Старик был весел и горд. От его дурного настроения и воркотни не осталось и следа. Даже инцидент со старухой, которая отказалась фотографироваться, не очень огорчил его.
– Ну что с ней поделаешь! Такая она уж у меня. Не переделаешь.
Мне жаль, что не получились карточки, но память о нашей прогулке на тряской таратайке я сохранил и без нее: плоский колючий кактус, вырванный мной из каприйской земли и брошенный в чемодан, мирно растет у меня теперь на окне.
Кто-то из наших писателей, побывав в Италии, писал потом в газете о прелести коллективных поездок. Стоишь, например, над Флоренцией, на Пьяццале Микеланджело, а вокруг тебя русская речь. Как приятно…
Не знаю, может, это и так. Но я тоже стоял на Пьяццале Микеланджело, и вокруг меня была только итальянская речь – и меня это нисколько не огорчало, хотя я тоже люблю русский язык.
И все же, когда со мной в Неаполь поехал Крайский, я этому обрадовался. Обрадовался именно потому, что рядом со мной оказался русский. Правда, не только русский, а одновременно и итальянец. Русский по происхождению, по какому-то чисто русскому образу мышления, итальянец – по месту и образу жизни, по воспитанию, а в чем-то даже трудно уловимом и по духу.
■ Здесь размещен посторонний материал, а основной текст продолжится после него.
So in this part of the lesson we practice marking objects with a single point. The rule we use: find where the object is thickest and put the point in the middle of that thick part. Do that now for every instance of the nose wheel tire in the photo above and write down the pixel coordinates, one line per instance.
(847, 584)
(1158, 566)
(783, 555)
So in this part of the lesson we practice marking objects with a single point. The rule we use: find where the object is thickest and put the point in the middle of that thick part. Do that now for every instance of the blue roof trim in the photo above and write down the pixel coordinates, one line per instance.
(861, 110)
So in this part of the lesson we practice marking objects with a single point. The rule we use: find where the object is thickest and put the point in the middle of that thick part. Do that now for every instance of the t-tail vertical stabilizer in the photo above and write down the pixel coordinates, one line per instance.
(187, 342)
Мы много с ним говорили. И в поезде, и, надев от солнца газетные колпаки, на пароходике, и блуждая по ночному Неаполю, и потом в гостинице, растянувшись, усталые, на кроватях, докуривая последние перед сном папиросы.
Мне интересно было его слушать, ему – меня. Мы оба коммунисты, и на основное, на главное, взгляды у нас одинаковые. Но мы живем в разных странах, окружены разными людьми, подчиняемся разным законам, и что-то нам нужно было разъяснять друг другу.
Кое– что я все-таки знаю об Италии. Немного знаю – к сожалению, гораздо меньше, чем хотелось бы, – литературу, чуть побольше искусство, имею какое-то представление об истории страны. Но народа – его мыслей, надежд, интересов, его жизни, его души – я не знаю. Крайский, возможно, в несколько лучшем положении, чем я, – как активный член общества «Италия – СССР», он внимательно следит за нашей литературой, читает газеты, журналы. Но в России он, в сущности, не жил и народа ее тоже не знает. Поэтому и у него и у меня вопросов было столько, что, пробыв вместе три дня, мы и половины их друг другу не задали.
Он любит русских, тянется к ним, любит нашу страну, радуется каждому нашему успеху и потому с особой болезненностью реагирует на то, что считает нашими ошибками. Между прочим, эта черта свойственна не только ему одному. Она свойственна многим коммунистам (и литераторам и нелитераторам), с которыми я встречался, да и не только им, а всем, кто симпатизирует нам, хотя и не во всем соглашается с нами.
Мы много и горячо спорили с одним вспыльчивым, экспансивным миланским литератором-социалистом.